Charles sees Flint on the deck, a place he has not been in the past few days, maybe because of the shame, or the guilt, or perhaps the grief. It doesn’t matter. Charles doesn’t care.
He steps up.]
And now?
[It seems like an important thing to discuss: what happens when they arrive in Nassau.]
$$$
The stern deck is crisscrossed with the shadows from a dozen rigging lines, a blue black spider's web draped shroud-like across the ship's hip and heels. Flint, inside its net at the taffrail, bears remarkably little resemblance to a ghost as he turns his face toward the sound of Charles Vane's approach, his address. If there is something dark and calculating in the pit of his eye—
Well. When is there not?]
It seems that is likely to depend on your former shipmates.
[He's heard a rumor. Something about a great deal of Spanish gold stolen off a beach.]
no subject
[He asks, casually, but there's that tone in his voice that suggests something else. Not that he has nothing to do with Jack and Anne, but rather, that he has no control over them save Jack's desperate desire to please Charles. So Charles can control him, and they both know it. It would not take more than a look, a careful consideration.

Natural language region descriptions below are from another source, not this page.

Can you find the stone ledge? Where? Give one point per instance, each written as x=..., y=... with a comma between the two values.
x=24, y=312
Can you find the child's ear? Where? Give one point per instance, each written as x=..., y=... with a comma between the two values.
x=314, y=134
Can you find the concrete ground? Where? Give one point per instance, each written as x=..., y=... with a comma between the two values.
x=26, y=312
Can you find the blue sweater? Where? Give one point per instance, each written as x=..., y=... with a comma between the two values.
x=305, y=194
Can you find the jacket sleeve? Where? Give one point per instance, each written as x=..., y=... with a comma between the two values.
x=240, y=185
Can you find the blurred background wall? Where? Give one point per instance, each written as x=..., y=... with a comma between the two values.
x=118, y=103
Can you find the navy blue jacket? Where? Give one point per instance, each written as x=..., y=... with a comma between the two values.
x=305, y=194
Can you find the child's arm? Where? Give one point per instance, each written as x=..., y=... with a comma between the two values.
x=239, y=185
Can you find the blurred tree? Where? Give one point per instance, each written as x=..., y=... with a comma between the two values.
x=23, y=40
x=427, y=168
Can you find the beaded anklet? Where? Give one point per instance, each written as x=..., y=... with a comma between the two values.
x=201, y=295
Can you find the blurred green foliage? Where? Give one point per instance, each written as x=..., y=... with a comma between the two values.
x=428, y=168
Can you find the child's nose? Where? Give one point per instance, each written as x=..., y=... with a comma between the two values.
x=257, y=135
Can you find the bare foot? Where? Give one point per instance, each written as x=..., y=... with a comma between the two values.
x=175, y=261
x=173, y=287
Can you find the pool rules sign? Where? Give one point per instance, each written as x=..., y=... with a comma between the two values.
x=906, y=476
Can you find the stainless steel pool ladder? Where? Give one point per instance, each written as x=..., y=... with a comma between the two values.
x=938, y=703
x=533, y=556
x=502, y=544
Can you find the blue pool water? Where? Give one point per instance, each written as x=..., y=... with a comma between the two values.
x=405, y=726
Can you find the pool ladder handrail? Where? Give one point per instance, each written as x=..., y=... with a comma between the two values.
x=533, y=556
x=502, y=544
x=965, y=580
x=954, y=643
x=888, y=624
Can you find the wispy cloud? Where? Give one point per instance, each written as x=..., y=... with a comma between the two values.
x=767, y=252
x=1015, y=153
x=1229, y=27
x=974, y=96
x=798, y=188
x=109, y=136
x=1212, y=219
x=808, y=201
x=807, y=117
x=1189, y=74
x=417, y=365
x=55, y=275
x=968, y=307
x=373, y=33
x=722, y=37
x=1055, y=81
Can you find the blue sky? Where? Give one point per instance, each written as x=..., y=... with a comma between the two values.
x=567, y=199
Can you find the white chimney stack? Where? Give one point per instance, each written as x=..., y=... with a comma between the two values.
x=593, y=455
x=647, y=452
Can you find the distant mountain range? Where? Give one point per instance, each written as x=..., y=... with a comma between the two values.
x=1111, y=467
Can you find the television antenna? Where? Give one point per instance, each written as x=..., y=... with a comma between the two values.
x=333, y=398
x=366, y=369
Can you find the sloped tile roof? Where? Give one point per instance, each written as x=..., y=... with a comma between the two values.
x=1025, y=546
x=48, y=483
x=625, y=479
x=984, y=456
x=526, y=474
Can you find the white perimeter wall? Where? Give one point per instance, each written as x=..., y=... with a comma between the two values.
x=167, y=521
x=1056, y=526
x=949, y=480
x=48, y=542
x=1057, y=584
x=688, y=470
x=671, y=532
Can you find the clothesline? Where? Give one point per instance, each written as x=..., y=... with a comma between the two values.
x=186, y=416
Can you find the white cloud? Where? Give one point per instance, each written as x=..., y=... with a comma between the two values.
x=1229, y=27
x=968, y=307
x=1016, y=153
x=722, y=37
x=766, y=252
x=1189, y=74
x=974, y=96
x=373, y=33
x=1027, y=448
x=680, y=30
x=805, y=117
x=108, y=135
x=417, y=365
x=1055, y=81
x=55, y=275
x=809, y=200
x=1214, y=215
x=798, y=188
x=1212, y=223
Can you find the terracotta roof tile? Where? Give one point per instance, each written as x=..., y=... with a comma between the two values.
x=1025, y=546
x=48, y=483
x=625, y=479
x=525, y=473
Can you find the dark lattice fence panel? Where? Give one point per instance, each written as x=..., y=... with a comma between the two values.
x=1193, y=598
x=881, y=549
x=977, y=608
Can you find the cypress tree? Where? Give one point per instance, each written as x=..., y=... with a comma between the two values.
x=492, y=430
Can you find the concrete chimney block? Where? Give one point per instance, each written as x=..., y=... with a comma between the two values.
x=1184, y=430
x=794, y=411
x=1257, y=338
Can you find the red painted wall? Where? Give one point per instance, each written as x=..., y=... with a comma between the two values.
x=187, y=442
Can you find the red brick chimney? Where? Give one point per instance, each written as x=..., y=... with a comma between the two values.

But this is not how they play this game, and it's not how Charles plays any game at all. Neither captain is an island, but still.
He takes a breath.]
Between your crew, and mine, Flint.
[He clarifies that, although he suspects that Flint will press back towards gold.]
no subject
[He straightens by a wolfish degree, some reflexive predatory intent in the square of his shoulder and the lowering of his chin. Though his eye slides briefly past Vane there on the stern deck with him, fleeting forward along the warship's beam. There's no seeing all the way forward given her fleet of sailcloth, but for a moment the target is clear regardless: somewhere ahead of them lies an island, and work to be done on it.
It's only a moment though. Then Flint's insistence has reeled itself back here, wound tight as if on a tether he might simply release and reclaim at will. His attentions steady there on the other man beside him.]
At this moment, everyone here in this ship is united in the pleasure of a temporary victory over a goliath. But they'll remember their empty pockets the moment they step foot on Nassau and find they've been made comparatively destitute. Or do you imagine Jack Rackham means to be generous enough with his newfound power to keep this alliance whole?
[That bitch?]
no subject
-now, they're here, willing to forge some kind of alliance, over the knowledge that the beast that's coming is bigger than either of them. All of them.
So.]
Jack'll fall in line.
[He says it with a slight gritting of his teeth, the belief there but just simmering under the surface, because he knows it is true, at the end of the day.
But.]
He'll want to think he has say in it.